他喝到夜深,临近天亮才回来,仟儿照顾了他一阵,他突然想起怎么没见到颐殊。前世他是一宿醉回来就见到她的,因为她等着迫不及待问陆均的事,但这次她给忘了,没想反倒是他问起,怎么没见人。仟儿说她还在睡,他就说把她叫起来。
他坐在房中,揉着头疼的左额,颐殊拨开竹帘,看见仟儿在给他揉肩捏背:“这不是有人在伺候吗?一个不够,还要两个人伺候不成?”

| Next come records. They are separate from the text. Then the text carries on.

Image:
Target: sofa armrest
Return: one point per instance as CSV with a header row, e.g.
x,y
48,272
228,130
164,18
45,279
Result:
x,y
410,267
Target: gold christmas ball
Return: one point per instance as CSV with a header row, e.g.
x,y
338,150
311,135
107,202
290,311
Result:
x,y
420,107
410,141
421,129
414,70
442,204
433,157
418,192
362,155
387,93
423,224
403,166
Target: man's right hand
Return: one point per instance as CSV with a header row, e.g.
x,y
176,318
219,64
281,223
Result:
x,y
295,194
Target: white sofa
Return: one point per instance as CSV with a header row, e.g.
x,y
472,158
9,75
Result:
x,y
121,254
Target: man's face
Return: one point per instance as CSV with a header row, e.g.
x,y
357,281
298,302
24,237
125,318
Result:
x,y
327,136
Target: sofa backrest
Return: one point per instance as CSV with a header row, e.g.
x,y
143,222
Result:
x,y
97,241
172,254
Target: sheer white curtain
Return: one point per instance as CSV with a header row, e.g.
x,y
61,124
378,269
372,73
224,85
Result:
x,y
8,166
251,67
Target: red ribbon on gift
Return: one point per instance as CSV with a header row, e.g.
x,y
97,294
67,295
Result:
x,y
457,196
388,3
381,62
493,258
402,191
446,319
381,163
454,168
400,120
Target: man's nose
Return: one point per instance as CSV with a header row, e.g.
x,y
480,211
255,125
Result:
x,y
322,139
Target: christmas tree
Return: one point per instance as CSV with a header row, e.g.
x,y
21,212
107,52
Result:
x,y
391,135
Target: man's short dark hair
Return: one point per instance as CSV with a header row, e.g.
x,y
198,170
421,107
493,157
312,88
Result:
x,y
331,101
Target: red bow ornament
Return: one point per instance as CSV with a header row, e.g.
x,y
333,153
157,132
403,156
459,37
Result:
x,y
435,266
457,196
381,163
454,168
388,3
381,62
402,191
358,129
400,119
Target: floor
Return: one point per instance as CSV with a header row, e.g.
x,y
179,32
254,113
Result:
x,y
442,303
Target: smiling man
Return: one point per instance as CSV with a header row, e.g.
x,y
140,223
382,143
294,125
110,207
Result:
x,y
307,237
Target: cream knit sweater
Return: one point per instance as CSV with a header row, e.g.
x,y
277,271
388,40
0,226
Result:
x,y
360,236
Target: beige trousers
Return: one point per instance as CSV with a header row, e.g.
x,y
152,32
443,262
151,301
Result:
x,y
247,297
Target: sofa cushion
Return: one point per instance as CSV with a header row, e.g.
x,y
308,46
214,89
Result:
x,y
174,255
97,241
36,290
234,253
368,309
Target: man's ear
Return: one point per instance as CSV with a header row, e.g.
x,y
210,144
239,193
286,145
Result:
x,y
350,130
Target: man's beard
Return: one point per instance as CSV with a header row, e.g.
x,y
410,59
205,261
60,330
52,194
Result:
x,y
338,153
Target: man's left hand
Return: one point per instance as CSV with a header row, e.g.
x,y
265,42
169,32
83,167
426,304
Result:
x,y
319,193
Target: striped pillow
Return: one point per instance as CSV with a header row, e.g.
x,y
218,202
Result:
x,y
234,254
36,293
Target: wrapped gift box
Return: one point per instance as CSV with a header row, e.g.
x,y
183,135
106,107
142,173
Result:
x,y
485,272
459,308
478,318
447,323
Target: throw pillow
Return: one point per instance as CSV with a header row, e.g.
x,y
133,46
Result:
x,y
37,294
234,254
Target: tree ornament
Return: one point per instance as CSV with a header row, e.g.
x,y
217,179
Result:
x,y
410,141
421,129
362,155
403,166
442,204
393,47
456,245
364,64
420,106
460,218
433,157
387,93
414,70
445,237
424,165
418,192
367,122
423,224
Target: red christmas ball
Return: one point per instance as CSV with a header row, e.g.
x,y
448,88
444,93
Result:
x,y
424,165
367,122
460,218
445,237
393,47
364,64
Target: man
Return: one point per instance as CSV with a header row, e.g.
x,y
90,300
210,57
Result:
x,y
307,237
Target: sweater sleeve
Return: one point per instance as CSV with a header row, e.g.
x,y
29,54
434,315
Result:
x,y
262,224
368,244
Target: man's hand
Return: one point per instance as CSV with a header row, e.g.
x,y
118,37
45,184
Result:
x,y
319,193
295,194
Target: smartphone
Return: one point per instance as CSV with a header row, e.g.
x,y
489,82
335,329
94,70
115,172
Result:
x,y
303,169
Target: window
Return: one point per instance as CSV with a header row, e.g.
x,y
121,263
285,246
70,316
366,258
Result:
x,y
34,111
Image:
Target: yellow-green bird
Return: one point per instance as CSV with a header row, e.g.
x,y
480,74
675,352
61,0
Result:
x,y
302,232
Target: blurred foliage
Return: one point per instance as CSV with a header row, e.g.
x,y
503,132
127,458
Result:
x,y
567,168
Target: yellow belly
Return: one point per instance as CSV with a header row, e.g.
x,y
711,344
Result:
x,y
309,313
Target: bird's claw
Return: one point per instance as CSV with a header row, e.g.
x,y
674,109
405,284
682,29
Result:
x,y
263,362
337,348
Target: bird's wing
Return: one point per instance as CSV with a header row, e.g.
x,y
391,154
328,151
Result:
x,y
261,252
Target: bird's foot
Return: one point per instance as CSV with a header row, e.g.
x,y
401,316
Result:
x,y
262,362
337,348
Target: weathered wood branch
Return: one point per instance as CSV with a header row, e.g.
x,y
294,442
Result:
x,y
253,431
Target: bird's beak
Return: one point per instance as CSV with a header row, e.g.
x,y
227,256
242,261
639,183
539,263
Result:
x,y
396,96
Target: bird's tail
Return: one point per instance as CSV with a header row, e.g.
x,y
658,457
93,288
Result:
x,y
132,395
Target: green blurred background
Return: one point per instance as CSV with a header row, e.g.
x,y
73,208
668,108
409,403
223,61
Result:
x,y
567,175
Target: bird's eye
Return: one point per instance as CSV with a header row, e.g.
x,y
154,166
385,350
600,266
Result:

覃隐听出她话里夹枪带棒,抬起头来看了她一眼。颐殊蹲下身,又坐下来,侧坐着牵过案上的茶水,倒了一杯:“来,醒醒酒。”
他眼里有很明显的疑惑,但还是接过来,看了一阵,不喝,放在桌上。
“仟儿,我刚才在外面看见一夜鸦,夜里不叫,快到白天才叫,专扰人清梦。”她越过他,开始跟手上忙碌着的仟儿说话,“老乌鸦不仅乱叫,还喜欢四处留情,占了别人的窝,爽完就把雌鸦随意抛弃,再到下一处快活……”
覃隐听出她在指桑骂槐,但不觉得是在说自己,端起茶杯喝了一口。
“你说的那叫鸠占鹊巢,颐殊姐。”仟儿说。